By not mowing the lawn, trimming the bushes and making sure your home looks well cared for, you’re setting the table for some unpleasant future negotiations – prospective buyers will assume you’re in financial trouble simply because you haven’t invested the time or money in making sure your home is ready for sale.

If you’re selling your home, there are five things you absolutely must do in order to stay competitive – which in a soft housing market is where things stand:

1. Make your yard memorable. The vast majority of today’s home buyers start their search for a home on the Internet. Homeowners with yards that are neatly trimmed, flush with pretty colors, and full of lush greenery will find the colors pop in digital images taken for real estate websites. Don’t miss this opportunity to make your home stand out from the others listed for sale in the neighborhood or price range.

2. Inform your neighbors. Before you hire a real estate agent (and certainly before you officially list your home for sale), you should inform your neighbors that your home is going to go on the market for sale. Your neighbors presumably like living in your neighborhood, and they may know someone through their network of family, friends, and colleagues, who is looking for a home like yours. Selling through a friends and family network will ultimately be a win-win, as you’ll sell more quickly and possibly for more money, while your neighbor will have a friend or family member living close by.

3. Know your minimum acceptable price. Don’t wait for buyers to line up with offers before thinking carefully about how much money you’re willing to accept for your home. Your number should be fully informed, and by that we mean you should spend time chatting with at least three different real estate agents, each of whom has prepared a comparative marketing analysis listing the homes similar to yours in your neighborhood that have sold in the last six months – including foreclosures. Understanding how foreclosures and short sales have impacted pricing in your neighborhood will help you understand what kind of minimum price should be acceptable in today’s marketplace.

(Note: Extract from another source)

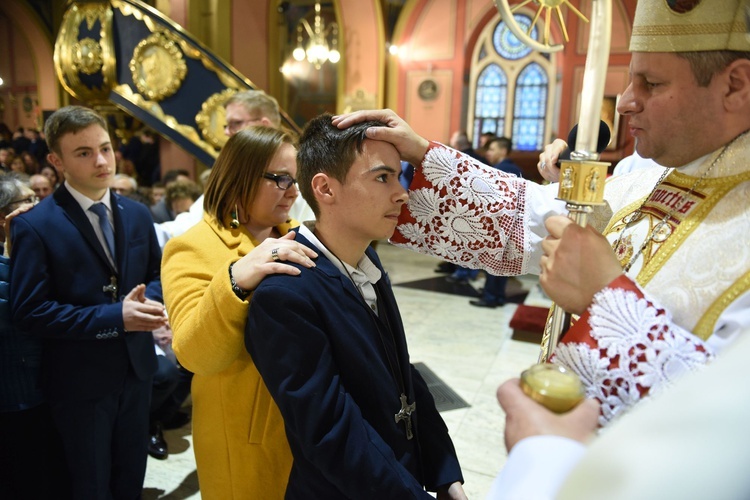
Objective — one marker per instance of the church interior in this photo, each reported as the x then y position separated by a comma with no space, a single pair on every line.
442,65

4. Don’t rely on buyer’s agents to tell your home’s story. Many listing agents commonly use lock boxes. A lock box is a place where the agent puts your house key. It’s usually on the front or back door of the property, so any registered or approved agent can let him or herself into the property with a prospective buyer. The biggest problem with lock boxes is that buyers and their agents walk through the property on their own, with the buyer’s agent pointing out the properties strengths (hopefully) and weaknesses (probably) when it is the agent’s likely first visit as well. Instead of letting the buyer’s agent tell your home’s story, you should create a list of top features of your property, print it up in color, alongside photos of the various features and attach it to the listing sheets on the kitchen counter. The agent and buyer will pick up the enhanced listing sheet and will hopefully read it – at home later, if not immediately. While this may not alone sell your property, if your agent won’t get over to show the property him or herself (we think they should, by the way), at least you’ve made an attempt at showcasing your home’s greatest strengths.

5. Avoid getting greedy. While greed reared its ugly head more frequently during the boom years, it’s easy to get caught up in the emotional tug-of-war that characterizes home sale negotiations. In other words, while you may have that minimum acceptable price in your head, the moment someone offers close to that number, it will be too easy for you to simply raise that number, in the spirit of the negotiations, of course. Resist the temptation. While it’s incredibly easy to talk yourself into the idea that your property is worth more, home prices are still falling in many communities thanks to the vast numbers of foreclosures and short sales. Instead of focusing on how much money you’ve lost since the housing market peaked, we think you should focus on how much above or below your sales price the initial offer is, and what it will take to close the deal.